Very linear is accurate. Can get it to be somewhat progressive if the forward shock mount was lower, such as if you ran a shorter length shock to fit better, but it's so slight that it don't matter. If it were mounted to the top tube, it'd be somewhat regressive, but it'd be more accurate to call it linear still.
You don't need progressivity to stop it from blowing through its travel. You want progressivity if you want it to blow through travel, such as wanting it to be plush running a lot of sag. I see no problem running coil, but going to need a firmer/racier spring rate, which gets chassis stability (geo retention) and efficiency over cushiness.
It has an imperceptibly similar level of pedal feedback compared to a majority of other susp like this Yeti. The Yeti, and some VPP, have a slightly difference in that it drops off harsh pedal feedback for the last 30% of travel. I suppose this little bit matters when you're after fractions of a second to win races.
It preserves geometry under braking, meaning it better balances out the forward rotation that causes the fork to dive, just like the Yeti. In other words, it more completely cancels out brake jack, which is the tendency for the rear end to extend under braking (hence why it's called anti-rise, or brake squat).
Single pivots have a more rearward axle path. They can be more precise, suffering from less torsion and tail wag (fewer pivots, less play, between pivot and rear axle). They're more hardcore than horst links. GG argued there was no benefit with Horst Link, and that they could simply mimic their single pivot kinematics with it. There's a world of difference between a Knolly 4x4 (or Liteville horst link) and a GG horst link. Not so much difference between GG's horst link, Switch Infinity, and Starling single pivot.

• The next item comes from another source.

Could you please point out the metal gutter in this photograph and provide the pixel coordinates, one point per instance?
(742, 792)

Tantrum Missing Link is one of the few innovative linkage designs. It happens to be regressive and needs a progressive shock (DVO Topaz is a good choice), but it's the only one that stands out from the crowd. In contrast, the vast majority behave similarly. Not much difference among single pivots like Trek, Evil, Marin, Cotic, etc. and 4 bars like CBF, VPP, etc.
The draw to the Starling design is its chassis stiffnesss characteristics. It has a forgiving springiness. It's carries its weight really well--the steel frame does a lot to negate pedal feedback.